Más de 2.000 empleados de la judicatura, entre ellos 600 magistrados, descontentos por la primera reforma del Gobierno de Morena -con la que López Obrador ha decretado que nadie en la Administración pública gane más que él-, han promovido juicios de amparo para impugnar normas generales que se consideran violatorias de los derechos humanos. La demanda dice que esta reforma "es contraria al orden constitucional". "El Poder Judicial goza de autonomía para disponer de sus recursos, por lo cual no tiene obligación de someter al escrutinio del Poder Legislativo las remuneraciones que asigne a jueces y magistrados federales", afirma la demanda.

México vive una invisible guerra de baja intensidad. Dos potentes fuerzas están por chocar bajo la superficie justo en el inicio del Gobierno de Andrés Manuel López Obrador, quien tomó posesión del cargo el sábado. La primera es el impulso transformador que ha abierto la era presidencial del líder de izquierdas con un discurso de austeridad y en contra de las élites. La otra es el poder judicial, que ha alzado la voz en lo que considera "un claro contexto de debilitamiento" por los ataques a la independencia judicial.

El enfrentamiento podría derivar en el máximo tribunal, la Suprema Corte de Justicia, quien podría dirimir un conflicto institucional entre el poder Ejecutivo y el Judicial. Más de 2.000 empleados del sistema judicial -entre ellos 600 magistrados- han promovido juicios de amparo, un proceso en el que se impugnan normas generales que se considera que violan los derechos humanos.

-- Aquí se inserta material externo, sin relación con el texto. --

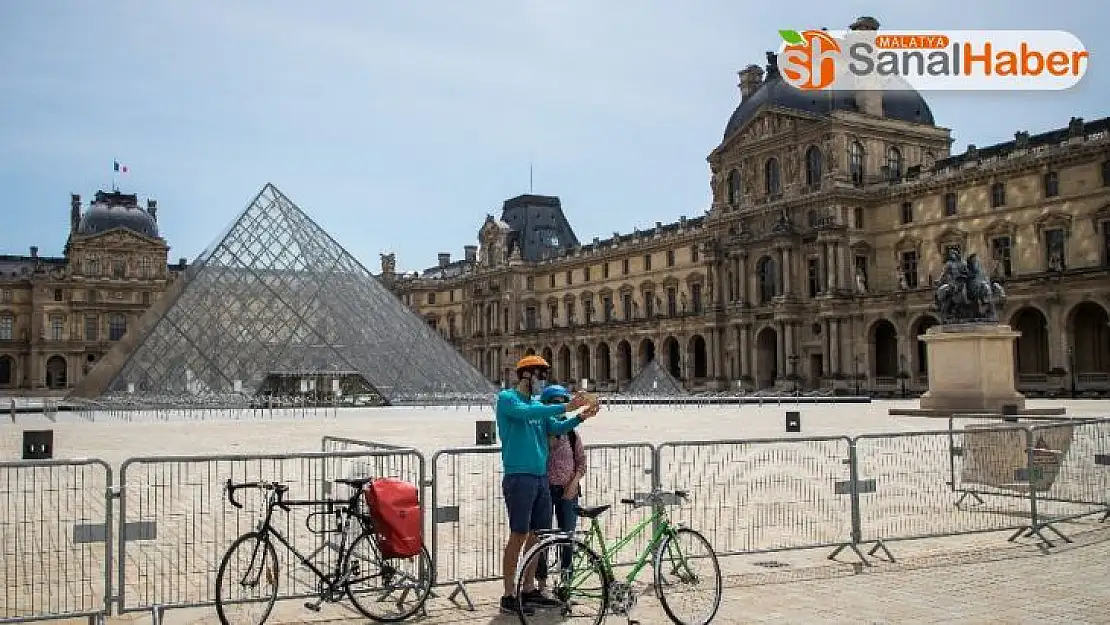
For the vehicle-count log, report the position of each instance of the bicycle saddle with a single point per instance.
(354, 482)
(593, 512)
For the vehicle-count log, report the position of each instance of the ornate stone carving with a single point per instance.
(831, 162)
(749, 177)
(966, 294)
(790, 164)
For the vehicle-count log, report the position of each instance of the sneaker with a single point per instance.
(510, 605)
(537, 597)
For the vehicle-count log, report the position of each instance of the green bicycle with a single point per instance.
(586, 586)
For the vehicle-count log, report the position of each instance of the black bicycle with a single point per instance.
(383, 590)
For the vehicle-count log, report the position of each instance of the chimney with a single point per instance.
(868, 97)
(74, 211)
(750, 81)
(865, 22)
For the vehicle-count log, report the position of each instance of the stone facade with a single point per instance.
(60, 314)
(815, 264)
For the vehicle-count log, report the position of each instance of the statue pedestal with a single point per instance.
(971, 371)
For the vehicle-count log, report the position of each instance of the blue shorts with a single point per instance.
(528, 500)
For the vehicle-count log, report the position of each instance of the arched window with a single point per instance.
(770, 177)
(768, 282)
(117, 326)
(997, 195)
(856, 162)
(814, 167)
(734, 187)
(894, 163)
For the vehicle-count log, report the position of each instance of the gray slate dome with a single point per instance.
(117, 210)
(906, 106)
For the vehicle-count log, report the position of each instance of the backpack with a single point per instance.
(394, 507)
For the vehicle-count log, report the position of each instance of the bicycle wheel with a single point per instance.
(246, 582)
(582, 590)
(386, 590)
(686, 564)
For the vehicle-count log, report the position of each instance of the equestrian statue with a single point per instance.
(965, 294)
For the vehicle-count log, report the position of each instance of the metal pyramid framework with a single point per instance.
(654, 380)
(278, 296)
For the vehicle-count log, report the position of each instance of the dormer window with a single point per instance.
(856, 163)
(814, 167)
(772, 181)
(1051, 184)
(894, 164)
(997, 195)
(735, 189)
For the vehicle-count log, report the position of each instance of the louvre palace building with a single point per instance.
(59, 315)
(815, 265)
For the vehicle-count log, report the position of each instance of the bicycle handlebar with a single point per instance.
(655, 495)
(278, 489)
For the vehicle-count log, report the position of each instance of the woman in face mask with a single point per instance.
(566, 465)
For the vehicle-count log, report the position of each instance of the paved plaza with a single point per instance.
(746, 497)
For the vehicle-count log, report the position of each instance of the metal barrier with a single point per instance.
(1069, 473)
(470, 523)
(56, 540)
(58, 528)
(175, 524)
(765, 495)
(906, 490)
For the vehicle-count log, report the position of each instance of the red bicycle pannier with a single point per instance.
(394, 506)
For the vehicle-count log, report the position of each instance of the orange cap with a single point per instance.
(532, 362)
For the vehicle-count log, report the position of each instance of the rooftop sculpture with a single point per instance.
(966, 294)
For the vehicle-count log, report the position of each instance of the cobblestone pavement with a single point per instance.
(1002, 584)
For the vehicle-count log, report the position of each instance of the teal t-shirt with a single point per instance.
(523, 426)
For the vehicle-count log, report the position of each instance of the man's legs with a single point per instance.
(567, 521)
(542, 564)
(541, 520)
(521, 493)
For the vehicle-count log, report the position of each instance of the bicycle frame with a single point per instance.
(594, 534)
(268, 530)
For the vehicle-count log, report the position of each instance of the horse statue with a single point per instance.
(966, 294)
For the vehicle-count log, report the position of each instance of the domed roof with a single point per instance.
(905, 106)
(117, 210)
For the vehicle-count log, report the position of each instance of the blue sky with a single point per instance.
(399, 125)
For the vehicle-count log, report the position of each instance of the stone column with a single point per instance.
(781, 352)
(742, 264)
(844, 266)
(742, 350)
(787, 271)
(789, 340)
(831, 270)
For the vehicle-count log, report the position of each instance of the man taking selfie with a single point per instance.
(524, 426)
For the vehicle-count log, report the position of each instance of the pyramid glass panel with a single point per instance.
(275, 296)
(654, 380)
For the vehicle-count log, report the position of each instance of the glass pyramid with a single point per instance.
(278, 296)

Los funcionarios se han mostrado inconformes por la primera reforma del Gobierno del Movimiento Regeneración Nacional (Morena), la de dos artículos 75 y 127 de la Constitución con la que López Obrador ha decretado que nadie en la Administración Pública gane más que el mandatario.

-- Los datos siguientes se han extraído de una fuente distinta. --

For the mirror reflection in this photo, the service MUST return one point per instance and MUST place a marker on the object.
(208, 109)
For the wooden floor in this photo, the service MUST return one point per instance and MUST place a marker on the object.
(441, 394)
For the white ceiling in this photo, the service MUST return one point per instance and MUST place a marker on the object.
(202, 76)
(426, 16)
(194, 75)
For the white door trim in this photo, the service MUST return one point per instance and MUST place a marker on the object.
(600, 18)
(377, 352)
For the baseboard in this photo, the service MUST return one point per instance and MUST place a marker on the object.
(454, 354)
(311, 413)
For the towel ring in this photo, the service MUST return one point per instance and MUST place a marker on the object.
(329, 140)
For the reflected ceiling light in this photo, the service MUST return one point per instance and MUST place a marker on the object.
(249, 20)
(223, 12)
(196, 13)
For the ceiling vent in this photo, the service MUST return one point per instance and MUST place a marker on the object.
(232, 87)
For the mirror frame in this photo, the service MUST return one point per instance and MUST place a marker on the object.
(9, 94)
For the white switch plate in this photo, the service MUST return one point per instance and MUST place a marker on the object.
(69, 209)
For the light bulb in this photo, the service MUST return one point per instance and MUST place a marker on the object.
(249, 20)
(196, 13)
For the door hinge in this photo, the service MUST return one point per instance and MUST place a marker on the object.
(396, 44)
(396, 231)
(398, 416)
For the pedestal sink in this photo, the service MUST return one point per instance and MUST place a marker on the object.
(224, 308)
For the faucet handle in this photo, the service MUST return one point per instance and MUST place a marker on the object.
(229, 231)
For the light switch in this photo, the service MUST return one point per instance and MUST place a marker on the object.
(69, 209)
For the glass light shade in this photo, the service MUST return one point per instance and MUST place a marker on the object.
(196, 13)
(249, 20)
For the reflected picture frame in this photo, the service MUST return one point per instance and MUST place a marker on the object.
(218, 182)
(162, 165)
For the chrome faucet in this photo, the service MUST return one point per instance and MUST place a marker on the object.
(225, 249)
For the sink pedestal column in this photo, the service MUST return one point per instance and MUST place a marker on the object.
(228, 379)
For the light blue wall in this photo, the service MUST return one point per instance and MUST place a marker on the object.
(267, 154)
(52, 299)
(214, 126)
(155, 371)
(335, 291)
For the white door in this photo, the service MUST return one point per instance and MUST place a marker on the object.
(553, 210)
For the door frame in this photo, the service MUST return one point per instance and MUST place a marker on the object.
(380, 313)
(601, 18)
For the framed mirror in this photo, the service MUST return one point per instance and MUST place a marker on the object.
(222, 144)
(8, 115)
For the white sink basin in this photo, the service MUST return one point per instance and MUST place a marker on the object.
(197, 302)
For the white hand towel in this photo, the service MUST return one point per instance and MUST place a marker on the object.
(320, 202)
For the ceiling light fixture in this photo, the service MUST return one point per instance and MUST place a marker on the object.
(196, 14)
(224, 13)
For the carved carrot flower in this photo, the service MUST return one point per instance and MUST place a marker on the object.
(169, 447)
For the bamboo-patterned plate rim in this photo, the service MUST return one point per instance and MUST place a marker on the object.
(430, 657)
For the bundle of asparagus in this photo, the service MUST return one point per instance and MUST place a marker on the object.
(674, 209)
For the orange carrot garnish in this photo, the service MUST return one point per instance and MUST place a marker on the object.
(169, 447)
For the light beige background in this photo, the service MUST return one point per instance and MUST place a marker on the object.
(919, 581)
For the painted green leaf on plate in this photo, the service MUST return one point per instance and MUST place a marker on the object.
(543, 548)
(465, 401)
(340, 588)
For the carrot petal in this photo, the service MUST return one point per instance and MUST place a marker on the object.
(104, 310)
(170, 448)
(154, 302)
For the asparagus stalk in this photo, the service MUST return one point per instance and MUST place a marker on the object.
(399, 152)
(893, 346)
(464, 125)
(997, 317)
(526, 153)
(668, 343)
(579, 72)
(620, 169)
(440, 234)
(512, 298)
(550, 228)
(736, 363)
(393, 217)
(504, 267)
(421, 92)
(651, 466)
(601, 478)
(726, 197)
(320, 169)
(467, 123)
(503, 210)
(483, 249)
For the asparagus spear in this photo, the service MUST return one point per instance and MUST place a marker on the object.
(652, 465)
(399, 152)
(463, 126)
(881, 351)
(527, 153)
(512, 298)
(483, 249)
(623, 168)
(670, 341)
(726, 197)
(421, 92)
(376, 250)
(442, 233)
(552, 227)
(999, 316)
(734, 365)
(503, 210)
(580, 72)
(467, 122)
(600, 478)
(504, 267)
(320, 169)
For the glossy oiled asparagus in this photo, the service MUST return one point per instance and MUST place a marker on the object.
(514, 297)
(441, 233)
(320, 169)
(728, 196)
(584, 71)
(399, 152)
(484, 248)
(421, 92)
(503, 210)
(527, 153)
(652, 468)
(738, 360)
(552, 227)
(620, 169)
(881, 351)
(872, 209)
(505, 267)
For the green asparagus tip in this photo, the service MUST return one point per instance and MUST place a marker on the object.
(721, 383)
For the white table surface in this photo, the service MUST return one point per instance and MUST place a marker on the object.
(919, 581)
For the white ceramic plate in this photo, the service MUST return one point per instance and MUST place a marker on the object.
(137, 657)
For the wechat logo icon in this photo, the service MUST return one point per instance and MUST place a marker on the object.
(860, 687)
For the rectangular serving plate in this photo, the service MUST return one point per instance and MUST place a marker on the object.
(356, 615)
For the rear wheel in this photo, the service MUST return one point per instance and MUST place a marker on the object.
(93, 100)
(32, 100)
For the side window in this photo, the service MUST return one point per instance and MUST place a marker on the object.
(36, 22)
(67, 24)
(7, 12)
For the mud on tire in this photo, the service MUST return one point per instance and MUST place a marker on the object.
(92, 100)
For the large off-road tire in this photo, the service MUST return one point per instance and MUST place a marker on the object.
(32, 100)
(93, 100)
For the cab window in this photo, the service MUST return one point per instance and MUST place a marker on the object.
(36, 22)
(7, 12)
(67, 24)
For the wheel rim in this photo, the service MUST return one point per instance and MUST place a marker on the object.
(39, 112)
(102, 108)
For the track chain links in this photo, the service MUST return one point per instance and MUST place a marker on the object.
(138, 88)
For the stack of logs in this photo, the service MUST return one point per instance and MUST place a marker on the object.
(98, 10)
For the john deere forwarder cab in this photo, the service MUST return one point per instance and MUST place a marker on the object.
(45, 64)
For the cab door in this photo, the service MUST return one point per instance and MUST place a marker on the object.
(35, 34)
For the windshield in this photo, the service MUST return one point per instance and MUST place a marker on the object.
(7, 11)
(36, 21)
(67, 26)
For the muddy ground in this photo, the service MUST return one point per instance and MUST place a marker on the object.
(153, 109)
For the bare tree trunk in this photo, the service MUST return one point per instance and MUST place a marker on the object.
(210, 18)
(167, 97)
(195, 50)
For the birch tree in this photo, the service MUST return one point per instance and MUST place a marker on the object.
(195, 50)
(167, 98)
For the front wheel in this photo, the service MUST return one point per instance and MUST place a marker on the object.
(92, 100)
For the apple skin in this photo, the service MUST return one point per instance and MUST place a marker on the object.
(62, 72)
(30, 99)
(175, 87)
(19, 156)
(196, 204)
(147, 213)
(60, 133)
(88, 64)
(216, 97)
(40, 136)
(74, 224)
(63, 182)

El presidente recortó un 40% su sueldo y lo fijó en 108.000 pesos mensuales (unos 4.700 euros). La demanda afirma que esta reforma "es contraria al orden constitucional". "El Poder Judicial goza de autonomía para disponer de sus recursos, por lo cual no tiene obligación de someter al escrutinio del Poder Legislativo las remuneraciones que asigne a jueces y magistrados federales", afirma la demanda, a la que ha tenido acceso EL PAÍS.

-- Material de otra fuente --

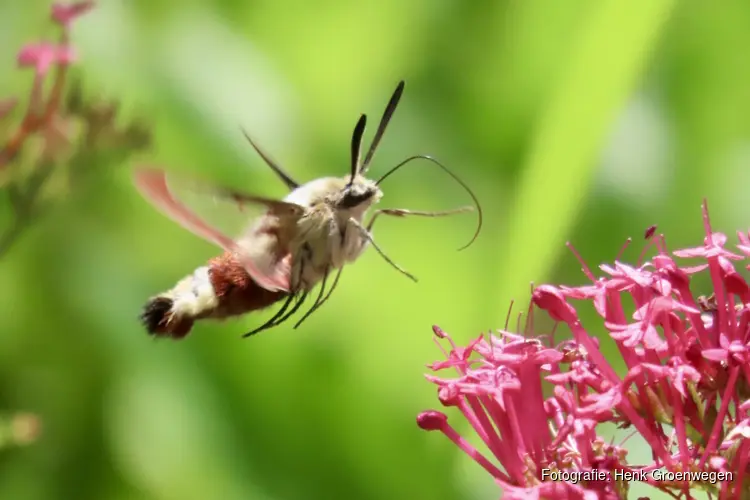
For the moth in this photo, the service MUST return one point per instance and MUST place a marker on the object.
(291, 247)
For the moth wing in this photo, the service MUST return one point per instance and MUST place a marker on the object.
(181, 199)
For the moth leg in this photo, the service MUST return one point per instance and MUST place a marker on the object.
(280, 317)
(317, 299)
(270, 322)
(403, 212)
(366, 234)
(320, 302)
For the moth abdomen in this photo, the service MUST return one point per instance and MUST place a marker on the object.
(159, 319)
(218, 290)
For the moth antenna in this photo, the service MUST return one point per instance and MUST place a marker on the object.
(285, 178)
(455, 178)
(359, 130)
(387, 114)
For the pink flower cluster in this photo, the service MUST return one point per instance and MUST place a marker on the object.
(42, 56)
(537, 407)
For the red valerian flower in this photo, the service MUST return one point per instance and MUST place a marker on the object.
(538, 407)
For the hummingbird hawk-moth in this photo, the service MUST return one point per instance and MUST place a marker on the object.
(294, 245)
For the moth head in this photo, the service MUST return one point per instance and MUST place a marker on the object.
(358, 193)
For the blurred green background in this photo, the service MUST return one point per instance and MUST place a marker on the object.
(584, 120)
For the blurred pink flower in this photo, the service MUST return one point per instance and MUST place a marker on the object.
(43, 55)
(537, 407)
(65, 14)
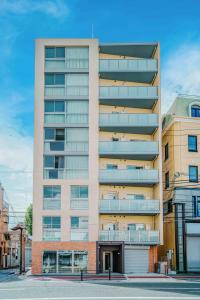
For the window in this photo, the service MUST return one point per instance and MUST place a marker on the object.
(65, 261)
(54, 106)
(166, 151)
(196, 206)
(79, 191)
(136, 227)
(51, 228)
(79, 228)
(193, 173)
(167, 207)
(131, 167)
(54, 79)
(56, 162)
(79, 222)
(192, 143)
(111, 167)
(135, 196)
(51, 197)
(54, 52)
(195, 111)
(167, 180)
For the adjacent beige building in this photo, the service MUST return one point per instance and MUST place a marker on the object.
(97, 157)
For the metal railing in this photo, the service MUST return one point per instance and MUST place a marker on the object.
(124, 119)
(132, 236)
(137, 65)
(129, 92)
(128, 147)
(59, 91)
(129, 176)
(130, 206)
(68, 64)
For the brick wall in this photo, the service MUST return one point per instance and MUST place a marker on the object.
(39, 247)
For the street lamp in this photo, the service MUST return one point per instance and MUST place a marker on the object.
(21, 228)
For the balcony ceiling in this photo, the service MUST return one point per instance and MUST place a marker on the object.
(129, 129)
(131, 156)
(133, 50)
(136, 103)
(141, 77)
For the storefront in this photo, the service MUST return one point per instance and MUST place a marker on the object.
(64, 261)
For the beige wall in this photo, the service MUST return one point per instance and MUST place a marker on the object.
(92, 182)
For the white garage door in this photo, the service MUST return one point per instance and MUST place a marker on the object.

Esta crisis escaló porque el Poder Judicial se fue quedando sin interlocución ante el nuevo Gobierno. Una comisión visitó al senador Ricardo Monreal. de Morena, después de que este presentara en octubre una polémica iniciativa para "sacudir" el sistema judicial con una propuesta de gran envergadura para rotar jueces, hacerles pruebas de polígrafo y modificar sus encargos.

Este fue el primer aviso que puso en guardia a los magistrados. Tras visitar al legislador, la comisión ejerció presión en todos los escalafones de Morena. Siguió una visita a Olga Sánchez Cordero, la secretaria de Gobernación [ministra del Interior] con la que encontraron buena sintonía porque fue ministra (magistrada) del Supremo entre 1995 y 2015. A ella siguió el cabildeo con Julio Scherer, el abogado de la presidencia. Por último, los jueces pudieron comunicar sus preocupaciones al propio López Obrador en una reunión a puerta cerrada. El entonces presidente electo intentó tranquilizarlos diciendo que no había una agenda contra ellos.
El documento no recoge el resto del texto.